Point cloud classification and segmentation based on ring query and channel attention

  

  1. School of Electronic and Information Engineering, Liaoning Technical University, Huludao Liaoning 125105, China
  • Online:2022-08-31 Published:2022-08-15
  • Contact: LIU Yu-zhen (1964), professor, master. Her main research interests cover image processing, modern communication theory and simulation, signal and information processing, etc
  • Supported by:
    National Key R&D Program of China (2018YFB1403303)

Abstract:

Feature processing of point cloud data is a key component of 3D object recognition technology in robotics, autopilot, and other fields. In order to address the problems of repeated extractions of local feature information of point cloud and lack of recognition of the whole geometric structure of point cloud object, a point cloud classification and segmentation network based on ring query and channel attention was proposed. First the single-layer ring query was combined with the feature channel attention mechanism to reduce local information redundancy and strengthen local features. Then the high response points of the edges and corners of the object were identified by calculating the normal changes, and the normal features were added to the global feature representation, thereby strengthening the recognition of the whole geometric structure of the object.
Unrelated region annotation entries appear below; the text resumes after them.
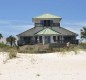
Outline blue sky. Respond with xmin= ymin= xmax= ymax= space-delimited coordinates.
xmin=0 ymin=0 xmax=86 ymax=37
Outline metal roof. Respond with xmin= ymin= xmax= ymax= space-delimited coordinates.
xmin=34 ymin=13 xmax=61 ymax=18
xmin=35 ymin=28 xmax=59 ymax=35
xmin=17 ymin=27 xmax=77 ymax=36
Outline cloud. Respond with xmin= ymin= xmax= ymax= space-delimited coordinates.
xmin=0 ymin=20 xmax=33 ymax=37
xmin=62 ymin=21 xmax=86 ymax=39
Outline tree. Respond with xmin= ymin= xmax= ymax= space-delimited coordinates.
xmin=0 ymin=33 xmax=3 ymax=39
xmin=6 ymin=35 xmax=16 ymax=46
xmin=81 ymin=27 xmax=86 ymax=41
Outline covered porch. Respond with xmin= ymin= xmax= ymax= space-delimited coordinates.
xmin=17 ymin=28 xmax=78 ymax=45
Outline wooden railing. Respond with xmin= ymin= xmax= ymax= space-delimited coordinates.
xmin=35 ymin=23 xmax=60 ymax=27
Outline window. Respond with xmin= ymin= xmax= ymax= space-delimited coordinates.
xmin=44 ymin=20 xmax=50 ymax=26
xmin=53 ymin=36 xmax=56 ymax=42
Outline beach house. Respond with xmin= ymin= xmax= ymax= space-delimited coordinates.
xmin=17 ymin=14 xmax=78 ymax=44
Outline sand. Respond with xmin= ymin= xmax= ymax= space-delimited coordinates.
xmin=0 ymin=51 xmax=86 ymax=80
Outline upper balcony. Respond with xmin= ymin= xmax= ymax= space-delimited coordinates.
xmin=35 ymin=23 xmax=60 ymax=27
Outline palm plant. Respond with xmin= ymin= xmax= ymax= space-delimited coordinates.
xmin=6 ymin=35 xmax=16 ymax=46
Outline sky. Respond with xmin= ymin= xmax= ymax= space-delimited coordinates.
xmin=0 ymin=0 xmax=86 ymax=37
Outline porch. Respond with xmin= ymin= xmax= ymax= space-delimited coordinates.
xmin=19 ymin=35 xmax=78 ymax=45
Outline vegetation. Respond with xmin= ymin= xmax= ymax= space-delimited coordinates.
xmin=6 ymin=35 xmax=16 ymax=46
xmin=81 ymin=27 xmax=86 ymax=41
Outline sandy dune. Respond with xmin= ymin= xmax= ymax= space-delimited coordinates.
xmin=0 ymin=51 xmax=86 ymax=80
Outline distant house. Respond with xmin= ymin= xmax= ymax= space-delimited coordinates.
xmin=17 ymin=14 xmax=78 ymax=44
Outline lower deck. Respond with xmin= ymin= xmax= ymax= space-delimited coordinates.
xmin=19 ymin=35 xmax=78 ymax=44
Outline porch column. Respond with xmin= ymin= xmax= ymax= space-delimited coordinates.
xmin=62 ymin=36 xmax=64 ymax=43
xmin=42 ymin=36 xmax=45 ymax=45
xmin=50 ymin=36 xmax=54 ymax=43
xmin=37 ymin=36 xmax=40 ymax=43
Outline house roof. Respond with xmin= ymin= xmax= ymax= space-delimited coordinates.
xmin=34 ymin=13 xmax=61 ymax=18
xmin=35 ymin=28 xmax=60 ymax=35
xmin=17 ymin=27 xmax=77 ymax=36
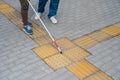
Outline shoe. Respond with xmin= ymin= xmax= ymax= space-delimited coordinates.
xmin=23 ymin=25 xmax=33 ymax=35
xmin=50 ymin=16 xmax=57 ymax=24
xmin=35 ymin=12 xmax=41 ymax=20
xmin=28 ymin=23 xmax=33 ymax=27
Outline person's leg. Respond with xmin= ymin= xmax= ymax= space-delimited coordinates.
xmin=48 ymin=0 xmax=59 ymax=18
xmin=38 ymin=0 xmax=48 ymax=13
xmin=20 ymin=0 xmax=33 ymax=34
xmin=20 ymin=0 xmax=29 ymax=25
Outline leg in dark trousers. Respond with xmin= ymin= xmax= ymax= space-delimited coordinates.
xmin=20 ymin=0 xmax=29 ymax=25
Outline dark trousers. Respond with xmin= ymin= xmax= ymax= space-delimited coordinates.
xmin=19 ymin=0 xmax=29 ymax=25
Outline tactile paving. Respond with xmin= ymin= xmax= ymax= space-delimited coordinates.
xmin=102 ymin=26 xmax=120 ymax=36
xmin=67 ymin=60 xmax=98 ymax=80
xmin=33 ymin=44 xmax=58 ymax=59
xmin=44 ymin=54 xmax=71 ymax=70
xmin=113 ymin=22 xmax=120 ymax=28
xmin=73 ymin=36 xmax=97 ymax=49
xmin=29 ymin=22 xmax=46 ymax=39
xmin=84 ymin=71 xmax=113 ymax=80
xmin=88 ymin=31 xmax=110 ymax=42
xmin=57 ymin=37 xmax=76 ymax=50
xmin=63 ymin=47 xmax=90 ymax=62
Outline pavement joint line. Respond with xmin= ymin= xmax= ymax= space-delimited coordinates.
xmin=0 ymin=1 xmax=120 ymax=79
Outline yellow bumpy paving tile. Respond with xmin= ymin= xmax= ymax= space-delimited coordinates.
xmin=84 ymin=71 xmax=113 ymax=80
xmin=29 ymin=22 xmax=46 ymax=39
xmin=44 ymin=54 xmax=71 ymax=70
xmin=67 ymin=60 xmax=99 ymax=80
xmin=34 ymin=35 xmax=52 ymax=46
xmin=113 ymin=22 xmax=120 ymax=28
xmin=73 ymin=36 xmax=97 ymax=49
xmin=33 ymin=44 xmax=58 ymax=59
xmin=63 ymin=47 xmax=90 ymax=62
xmin=88 ymin=31 xmax=110 ymax=42
xmin=57 ymin=37 xmax=76 ymax=50
xmin=101 ymin=26 xmax=120 ymax=36
xmin=0 ymin=2 xmax=10 ymax=11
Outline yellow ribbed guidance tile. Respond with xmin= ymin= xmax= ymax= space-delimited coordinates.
xmin=57 ymin=37 xmax=76 ymax=50
xmin=102 ymin=26 xmax=120 ymax=36
xmin=44 ymin=54 xmax=71 ymax=70
xmin=73 ymin=36 xmax=97 ymax=49
xmin=84 ymin=71 xmax=113 ymax=80
xmin=33 ymin=45 xmax=58 ymax=59
xmin=63 ymin=47 xmax=90 ymax=61
xmin=0 ymin=0 xmax=5 ymax=5
xmin=67 ymin=60 xmax=98 ymax=80
xmin=88 ymin=31 xmax=110 ymax=42
xmin=34 ymin=35 xmax=52 ymax=46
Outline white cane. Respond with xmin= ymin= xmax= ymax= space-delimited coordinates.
xmin=27 ymin=0 xmax=62 ymax=54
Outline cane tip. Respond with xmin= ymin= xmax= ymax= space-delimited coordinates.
xmin=60 ymin=51 xmax=62 ymax=54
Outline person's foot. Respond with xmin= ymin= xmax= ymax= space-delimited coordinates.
xmin=50 ymin=16 xmax=57 ymax=24
xmin=23 ymin=25 xmax=33 ymax=35
xmin=28 ymin=23 xmax=33 ymax=27
xmin=35 ymin=12 xmax=41 ymax=20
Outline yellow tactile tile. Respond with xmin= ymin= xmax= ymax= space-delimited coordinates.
xmin=0 ymin=4 xmax=15 ymax=15
xmin=63 ymin=47 xmax=90 ymax=61
xmin=67 ymin=60 xmax=99 ymax=80
xmin=88 ymin=31 xmax=110 ymax=42
xmin=0 ymin=1 xmax=10 ymax=11
xmin=73 ymin=36 xmax=97 ymax=48
xmin=44 ymin=54 xmax=71 ymax=70
xmin=0 ymin=0 xmax=5 ymax=5
xmin=33 ymin=44 xmax=58 ymax=59
xmin=33 ymin=35 xmax=52 ymax=46
xmin=84 ymin=71 xmax=113 ymax=80
xmin=113 ymin=22 xmax=120 ymax=28
xmin=57 ymin=37 xmax=76 ymax=50
xmin=101 ymin=26 xmax=120 ymax=36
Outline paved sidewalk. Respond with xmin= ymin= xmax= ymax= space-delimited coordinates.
xmin=0 ymin=0 xmax=120 ymax=80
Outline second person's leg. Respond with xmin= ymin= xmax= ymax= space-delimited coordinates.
xmin=48 ymin=0 xmax=59 ymax=18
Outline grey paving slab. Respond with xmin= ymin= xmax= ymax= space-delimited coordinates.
xmin=40 ymin=68 xmax=79 ymax=80
xmin=4 ymin=0 xmax=120 ymax=39
xmin=86 ymin=36 xmax=120 ymax=80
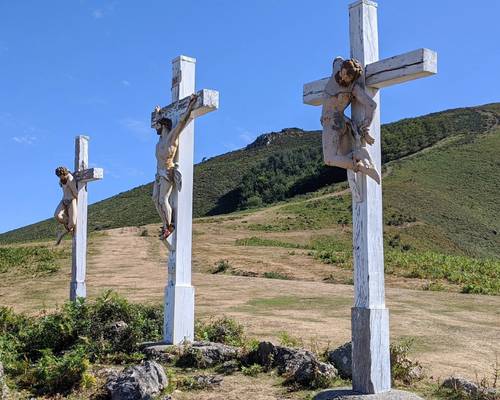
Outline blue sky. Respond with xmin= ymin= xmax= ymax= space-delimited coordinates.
xmin=0 ymin=0 xmax=500 ymax=232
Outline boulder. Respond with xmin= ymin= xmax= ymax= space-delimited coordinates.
xmin=249 ymin=342 xmax=337 ymax=388
xmin=177 ymin=342 xmax=240 ymax=368
xmin=327 ymin=342 xmax=352 ymax=379
xmin=293 ymin=358 xmax=337 ymax=389
xmin=142 ymin=343 xmax=179 ymax=364
xmin=106 ymin=361 xmax=168 ymax=400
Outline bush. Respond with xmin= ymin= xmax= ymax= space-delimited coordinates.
xmin=26 ymin=347 xmax=90 ymax=394
xmin=241 ymin=364 xmax=264 ymax=377
xmin=0 ymin=246 xmax=65 ymax=275
xmin=390 ymin=338 xmax=424 ymax=385
xmin=0 ymin=292 xmax=163 ymax=394
xmin=195 ymin=317 xmax=245 ymax=346
xmin=278 ymin=331 xmax=304 ymax=347
xmin=211 ymin=260 xmax=231 ymax=274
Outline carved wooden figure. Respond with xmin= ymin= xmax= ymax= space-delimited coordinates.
xmin=54 ymin=136 xmax=104 ymax=301
xmin=303 ymin=0 xmax=437 ymax=394
xmin=151 ymin=56 xmax=219 ymax=344
xmin=54 ymin=167 xmax=78 ymax=241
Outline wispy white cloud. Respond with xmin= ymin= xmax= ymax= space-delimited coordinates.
xmin=118 ymin=118 xmax=154 ymax=142
xmin=12 ymin=135 xmax=37 ymax=145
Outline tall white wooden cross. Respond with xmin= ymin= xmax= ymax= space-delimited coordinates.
xmin=303 ymin=0 xmax=437 ymax=394
xmin=151 ymin=56 xmax=219 ymax=344
xmin=69 ymin=135 xmax=104 ymax=301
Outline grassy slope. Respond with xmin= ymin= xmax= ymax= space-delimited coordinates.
xmin=0 ymin=104 xmax=500 ymax=255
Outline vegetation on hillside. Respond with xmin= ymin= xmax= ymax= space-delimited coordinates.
xmin=0 ymin=104 xmax=500 ymax=257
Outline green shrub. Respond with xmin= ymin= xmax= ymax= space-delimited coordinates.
xmin=0 ymin=246 xmax=65 ymax=275
xmin=26 ymin=347 xmax=90 ymax=394
xmin=195 ymin=317 xmax=245 ymax=346
xmin=211 ymin=260 xmax=231 ymax=274
xmin=235 ymin=236 xmax=300 ymax=249
xmin=241 ymin=364 xmax=264 ymax=377
xmin=390 ymin=338 xmax=424 ymax=385
xmin=278 ymin=331 xmax=304 ymax=347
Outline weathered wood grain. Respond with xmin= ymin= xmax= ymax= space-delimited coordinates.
xmin=151 ymin=88 xmax=219 ymax=128
xmin=69 ymin=135 xmax=104 ymax=301
xmin=349 ymin=0 xmax=391 ymax=394
xmin=163 ymin=56 xmax=219 ymax=344
xmin=73 ymin=168 xmax=104 ymax=183
xmin=303 ymin=49 xmax=437 ymax=106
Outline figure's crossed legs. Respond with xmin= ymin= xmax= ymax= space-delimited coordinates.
xmin=54 ymin=199 xmax=77 ymax=246
xmin=152 ymin=176 xmax=175 ymax=240
xmin=322 ymin=128 xmax=380 ymax=183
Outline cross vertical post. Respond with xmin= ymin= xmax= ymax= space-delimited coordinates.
xmin=349 ymin=0 xmax=391 ymax=393
xmin=163 ymin=56 xmax=196 ymax=344
xmin=69 ymin=135 xmax=103 ymax=301
xmin=69 ymin=135 xmax=89 ymax=301
xmin=303 ymin=0 xmax=437 ymax=394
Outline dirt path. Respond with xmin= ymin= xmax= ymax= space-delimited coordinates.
xmin=0 ymin=225 xmax=500 ymax=384
xmin=76 ymin=223 xmax=500 ymax=379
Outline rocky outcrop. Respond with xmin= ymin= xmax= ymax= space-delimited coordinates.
xmin=248 ymin=342 xmax=337 ymax=388
xmin=106 ymin=361 xmax=168 ymax=400
xmin=327 ymin=342 xmax=352 ymax=379
xmin=177 ymin=342 xmax=240 ymax=368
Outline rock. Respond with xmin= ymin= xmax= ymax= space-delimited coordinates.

Compared with many point-cloud networks on ModelNet40 and ShapeNet Part datasets, the experimental results show that the network not only has higher accuracy for point cloud classification and segmentation, but also outperforms other methods in training time and memory consumption. In addition, the network is strongly robust for the number of different input point clouds. Therefore, the proposed network is an effective and feasible network for point cloud classification and segmentation.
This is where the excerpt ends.